СЕВЕРИН. Я приехал вечером и еще застал того, другого. Он еще что-то готовил. Потом, на следующее утро, уехал.
ЗИЛЬКЕ. Однако с тем у нас вскоре после этого разладилось, ну, была как бы чуть ли не катастрофа и — это было весьма отрезвляюще.
СЕВЕРИН. Я провел ночь в отдельной спальне и потом, когда тот, другой уехал, так и остался в этой отдельной спальне, потому что решил, слишком уж она обнаглела.
ЗИЛЬКЕ. Да это могут быть и не биологические часы, а что-то другое, что заставляет тебя выбирать по дарвинистской теории: вот этот будет хороший отец, а тот — плохой, поэтому заведу-ка я детей от этого.
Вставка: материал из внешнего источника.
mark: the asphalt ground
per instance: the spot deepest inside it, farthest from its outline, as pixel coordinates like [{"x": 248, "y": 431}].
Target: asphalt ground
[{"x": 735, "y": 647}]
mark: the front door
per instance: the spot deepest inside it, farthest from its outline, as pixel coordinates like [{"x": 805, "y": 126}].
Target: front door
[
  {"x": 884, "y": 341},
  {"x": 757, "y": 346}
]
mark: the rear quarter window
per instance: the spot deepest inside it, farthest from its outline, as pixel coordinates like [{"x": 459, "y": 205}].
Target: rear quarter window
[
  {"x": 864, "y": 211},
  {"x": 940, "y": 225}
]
СЕВЕРИН. Потом у нас был день, когда мы остались одни, а потом приехали родители.
ЗИЛЬКЕ. Но, кажется, желание завести детей может вдруг возникнуть независимо от партнера. И что делать, если мужчина рядом с тобой для этого не подходит.
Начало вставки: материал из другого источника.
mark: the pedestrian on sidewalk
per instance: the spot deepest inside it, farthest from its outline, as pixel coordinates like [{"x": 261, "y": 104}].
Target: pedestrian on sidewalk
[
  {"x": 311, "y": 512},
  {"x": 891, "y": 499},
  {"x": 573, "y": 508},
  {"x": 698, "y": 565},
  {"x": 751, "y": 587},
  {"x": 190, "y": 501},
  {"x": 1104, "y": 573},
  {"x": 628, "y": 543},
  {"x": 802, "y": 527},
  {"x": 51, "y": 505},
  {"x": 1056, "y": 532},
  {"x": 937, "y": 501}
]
СЕВЕРИН. Очень скоро она рассталась с тем мужчиной, который был так важен в отпуске, но очень быстро познакомилась с другим, с которым она и по сей день вместе.
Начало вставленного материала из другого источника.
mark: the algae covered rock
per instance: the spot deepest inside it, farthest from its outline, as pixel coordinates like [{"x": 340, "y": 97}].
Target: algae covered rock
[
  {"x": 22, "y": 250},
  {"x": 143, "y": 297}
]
ЗИЛЬКЕ. Мужчины, с которыми я была вместе, всегда казались мне совершенно загадочными, крутыми героями, а теперь я понимаю, что они всего лишь были погружены в себя, в свои проблемы.
СЕВЕРИН. Я думаю, я бы и сегодня охотно завел с ней ребенка. Я еще раз заговаривал с ней об этом, но разговора не получилось. Это меня огорчило. Но если она этого не хочет, то буду переживать свое огорчение молча.
ЗИЛЬКЕ. Я знаю Мартина уже четыре года — мимолетно, как друга одного моего друга, и четыре года назад мне даже в голову не приходило, что он мог бы стать объектом моего вожделения, хотя бы потому, что он слишком нормален или слишком спокоен: характер не экстремальный. И раньше это меня не привлекало, как будто это чересчур скучно.
СЕВЕРИН. Тема детей обособилась и развилась в нечто по-настоящему гротескное из-за одной подруги, которая пришла в восторг от идеи насчет ребенка и потом сказала мне: «Твою идею с ребенком по рациональности я нахожу очень хорошей, то есть идею, что совсем не обязательно быть влюбленными друг в друга, чтобы родить ребенка; что можно намного лучше понимать друг друга, когда нет этих проекций и потом разочарований, с которыми наступает кризис, когда ребенок уже есть, а вы расстаетесь, и эту ситуацию уже не преодолеть вместе… Кстати, а тогда не могли бы мы, собственно, родить общего ребенка?!»
ЗИЛЬКЕ. Да, и нынешним летом мы поженимся и… собираемся завести детей. Мартин хотел бы двоих, но начать можно и с одного.
СЕВЕРИН. Сперва я думал, она надо мной смеется, но она не смеялась. И так я обнаружил, что должен еще раз пересмотреть то, что говорил о рождении детей. С ней я детей не хотел.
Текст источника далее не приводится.